Activities for Toddlers – Montessori in the Kitchen

I am frequently working at the counter in the kitchen throughout the day — doing dishes, preparing snacks and meals, etc.  L, of course, wants to be exactly where I am.  At all moments of the day.  So she used to spend that time hanging onto my legs while whining.  She didn’t know what I was doing up there, but she wanted to be part of it.  So I had my husband build a helper tower (using these plans he found online) — you can buy a helper tower for well over $100 dollars online, or you can find someone handy to build it for just the cost of materials.

This tower has steps like a ladder on all four sides, so the child can get into it by herself.  The platform allows the child to be able to reach the counter (and it’s adjustable to three heights!), while the guardrails ensure that she won’t fall off.  L loves this thing, and we use it at least 3 or 4 times a day — even more when we are baking something in addition to preparing meals.

Toddlers have eyes like a hawk.  L has been especially blessed with hawk-like eyes, and I frequently find her imitating things that she must have seen us doing but that I have no recollection of doing in front of her.  So let them imitate!  Your toddler is perfectly capable of helping you stir cookie dough or pour in the oil for brownie batter — with your help, of course!  Just keep in mind that baking is a science, and you may not have the correct proportions still in the bowl by the time it’s ready to bake.  I’ve ended up with some wonky cookies that way, but the learning is all in the process, anyway, and not in the results.

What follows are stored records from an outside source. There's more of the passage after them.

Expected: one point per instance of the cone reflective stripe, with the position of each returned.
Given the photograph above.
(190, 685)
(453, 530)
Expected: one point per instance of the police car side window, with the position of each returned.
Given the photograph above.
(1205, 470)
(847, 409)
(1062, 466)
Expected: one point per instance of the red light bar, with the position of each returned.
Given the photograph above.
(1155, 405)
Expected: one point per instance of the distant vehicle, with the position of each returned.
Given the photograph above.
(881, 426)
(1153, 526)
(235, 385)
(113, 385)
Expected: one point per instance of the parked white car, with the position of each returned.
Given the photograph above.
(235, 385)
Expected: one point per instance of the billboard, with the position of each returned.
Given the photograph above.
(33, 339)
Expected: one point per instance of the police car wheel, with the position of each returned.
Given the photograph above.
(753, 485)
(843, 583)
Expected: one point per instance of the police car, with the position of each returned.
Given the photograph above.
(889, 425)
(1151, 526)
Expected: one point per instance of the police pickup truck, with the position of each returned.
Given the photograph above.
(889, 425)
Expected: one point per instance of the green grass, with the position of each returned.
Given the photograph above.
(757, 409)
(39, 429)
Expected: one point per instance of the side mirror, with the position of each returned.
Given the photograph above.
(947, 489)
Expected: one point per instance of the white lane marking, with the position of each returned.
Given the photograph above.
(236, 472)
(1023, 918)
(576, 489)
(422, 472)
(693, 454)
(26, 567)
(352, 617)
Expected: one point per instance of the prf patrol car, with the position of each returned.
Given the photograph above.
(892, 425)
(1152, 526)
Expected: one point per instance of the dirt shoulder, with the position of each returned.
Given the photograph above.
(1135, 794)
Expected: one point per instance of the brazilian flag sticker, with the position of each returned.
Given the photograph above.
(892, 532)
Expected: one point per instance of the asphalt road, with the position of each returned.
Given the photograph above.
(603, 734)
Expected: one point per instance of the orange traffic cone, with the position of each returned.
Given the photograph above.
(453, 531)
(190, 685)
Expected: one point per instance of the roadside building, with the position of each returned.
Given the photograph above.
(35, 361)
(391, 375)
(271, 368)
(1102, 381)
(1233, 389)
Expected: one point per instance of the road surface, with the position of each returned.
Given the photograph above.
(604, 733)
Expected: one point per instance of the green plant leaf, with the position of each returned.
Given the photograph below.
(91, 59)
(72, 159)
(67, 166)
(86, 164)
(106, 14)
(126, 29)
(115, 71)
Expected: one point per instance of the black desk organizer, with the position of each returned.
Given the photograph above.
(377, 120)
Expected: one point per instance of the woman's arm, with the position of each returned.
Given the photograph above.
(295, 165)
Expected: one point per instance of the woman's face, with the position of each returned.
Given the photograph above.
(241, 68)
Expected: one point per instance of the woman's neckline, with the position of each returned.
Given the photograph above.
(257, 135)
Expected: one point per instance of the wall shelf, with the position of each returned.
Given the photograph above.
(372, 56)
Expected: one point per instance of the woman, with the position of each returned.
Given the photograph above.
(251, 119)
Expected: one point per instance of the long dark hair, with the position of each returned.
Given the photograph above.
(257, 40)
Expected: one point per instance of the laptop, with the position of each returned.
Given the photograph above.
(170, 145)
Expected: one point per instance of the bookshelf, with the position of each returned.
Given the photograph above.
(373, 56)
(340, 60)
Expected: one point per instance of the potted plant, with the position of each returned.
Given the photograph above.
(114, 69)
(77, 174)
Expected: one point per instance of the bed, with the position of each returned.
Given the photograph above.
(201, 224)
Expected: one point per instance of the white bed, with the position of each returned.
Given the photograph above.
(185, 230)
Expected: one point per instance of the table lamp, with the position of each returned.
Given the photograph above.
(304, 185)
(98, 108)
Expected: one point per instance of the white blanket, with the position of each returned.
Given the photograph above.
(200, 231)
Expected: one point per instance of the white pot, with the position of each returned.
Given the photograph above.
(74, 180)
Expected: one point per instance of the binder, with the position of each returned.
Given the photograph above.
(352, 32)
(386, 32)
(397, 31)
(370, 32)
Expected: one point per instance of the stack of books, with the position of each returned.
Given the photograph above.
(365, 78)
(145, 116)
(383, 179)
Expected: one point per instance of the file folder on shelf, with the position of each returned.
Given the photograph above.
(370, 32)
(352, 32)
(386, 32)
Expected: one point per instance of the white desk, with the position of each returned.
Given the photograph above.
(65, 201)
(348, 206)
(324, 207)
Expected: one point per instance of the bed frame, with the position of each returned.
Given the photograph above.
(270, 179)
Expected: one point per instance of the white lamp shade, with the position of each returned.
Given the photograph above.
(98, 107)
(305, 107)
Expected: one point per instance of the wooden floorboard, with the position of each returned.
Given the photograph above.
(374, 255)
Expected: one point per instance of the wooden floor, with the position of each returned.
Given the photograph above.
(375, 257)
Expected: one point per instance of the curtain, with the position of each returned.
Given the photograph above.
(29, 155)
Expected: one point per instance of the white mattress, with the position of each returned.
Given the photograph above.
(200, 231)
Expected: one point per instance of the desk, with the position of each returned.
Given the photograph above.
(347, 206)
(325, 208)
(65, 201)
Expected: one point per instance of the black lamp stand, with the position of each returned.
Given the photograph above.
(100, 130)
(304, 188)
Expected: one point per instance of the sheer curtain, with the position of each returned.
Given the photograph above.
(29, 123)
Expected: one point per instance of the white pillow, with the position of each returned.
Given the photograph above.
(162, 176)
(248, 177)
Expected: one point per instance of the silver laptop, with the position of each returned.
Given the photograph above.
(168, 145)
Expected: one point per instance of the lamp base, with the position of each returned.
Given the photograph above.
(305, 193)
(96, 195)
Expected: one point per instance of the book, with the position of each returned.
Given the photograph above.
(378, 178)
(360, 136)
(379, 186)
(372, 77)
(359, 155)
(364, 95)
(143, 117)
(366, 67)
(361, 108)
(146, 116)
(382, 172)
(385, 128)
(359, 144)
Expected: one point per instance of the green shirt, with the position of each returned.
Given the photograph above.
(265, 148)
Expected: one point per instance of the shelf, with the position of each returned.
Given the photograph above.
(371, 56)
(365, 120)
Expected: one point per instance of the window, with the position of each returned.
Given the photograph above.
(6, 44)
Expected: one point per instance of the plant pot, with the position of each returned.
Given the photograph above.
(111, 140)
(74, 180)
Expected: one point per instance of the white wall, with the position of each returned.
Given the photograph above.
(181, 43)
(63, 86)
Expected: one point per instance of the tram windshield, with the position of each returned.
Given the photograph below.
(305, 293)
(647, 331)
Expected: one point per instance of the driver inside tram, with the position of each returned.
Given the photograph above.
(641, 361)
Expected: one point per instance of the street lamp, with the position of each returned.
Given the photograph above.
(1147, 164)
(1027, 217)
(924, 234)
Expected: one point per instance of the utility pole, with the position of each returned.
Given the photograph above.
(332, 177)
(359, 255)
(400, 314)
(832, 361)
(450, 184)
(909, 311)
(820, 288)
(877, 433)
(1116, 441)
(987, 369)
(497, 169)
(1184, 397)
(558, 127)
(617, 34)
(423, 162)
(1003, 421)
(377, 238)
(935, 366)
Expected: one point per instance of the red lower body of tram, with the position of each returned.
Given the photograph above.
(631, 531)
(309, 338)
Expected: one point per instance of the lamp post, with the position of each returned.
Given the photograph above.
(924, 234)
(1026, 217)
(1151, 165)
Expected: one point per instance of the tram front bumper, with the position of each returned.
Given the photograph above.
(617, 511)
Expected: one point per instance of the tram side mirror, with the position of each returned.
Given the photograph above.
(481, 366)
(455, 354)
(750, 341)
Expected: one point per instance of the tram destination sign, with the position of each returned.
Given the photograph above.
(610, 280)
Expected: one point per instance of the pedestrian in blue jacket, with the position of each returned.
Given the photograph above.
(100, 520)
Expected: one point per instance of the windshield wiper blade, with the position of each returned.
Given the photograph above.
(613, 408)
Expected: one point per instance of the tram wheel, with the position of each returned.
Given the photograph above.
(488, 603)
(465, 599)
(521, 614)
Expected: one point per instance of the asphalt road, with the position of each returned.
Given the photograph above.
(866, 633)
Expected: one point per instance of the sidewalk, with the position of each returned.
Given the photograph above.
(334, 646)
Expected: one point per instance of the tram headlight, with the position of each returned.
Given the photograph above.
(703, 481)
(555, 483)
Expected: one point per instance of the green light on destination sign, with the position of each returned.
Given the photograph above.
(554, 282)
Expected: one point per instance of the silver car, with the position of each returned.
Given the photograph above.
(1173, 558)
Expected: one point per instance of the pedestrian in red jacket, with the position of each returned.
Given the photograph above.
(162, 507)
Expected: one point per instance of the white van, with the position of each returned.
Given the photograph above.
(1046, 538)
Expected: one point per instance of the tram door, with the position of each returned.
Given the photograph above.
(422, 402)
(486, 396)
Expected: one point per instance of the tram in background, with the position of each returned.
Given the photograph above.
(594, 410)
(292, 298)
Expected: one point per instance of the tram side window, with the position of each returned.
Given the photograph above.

L recently used the tower to help make some salt dough for a Father’s Day present.  She loves stirring in all of the recipes we use, and she is pretty good at doing it without making too much of a mess.  Then again, making a mess provides an opportunity for her to clean up her mess — I hand her a wet paper towel and she wipes as much of the counter as she can reach, as well as her arms, hands, face, legs, and feet, whether they’re dirty or not.  Another favorite activity of hers is lining muffin tins with paper muffin liners — she doesn’t need any help with that, and it satisfies her to fill each cup.

Finally, the tower is a great place for L to taste new foods while I’m preparing them for the family.  Sometimes I put new foods on L’s plate and she takes one bite and then refuses to eat more.  When I try the same food in the tower, after she watches me wash and peel a cucumber, for example, she eats it!

L is only 16 months old, and what I’ve described above is about all that she is capable of in the kitchen for now.  In a few months, I’ll have to get her a dull knife (like an apple crinkle cutter knife) so she can help me cut fruits and veggies and take even more ownership in the kitchen.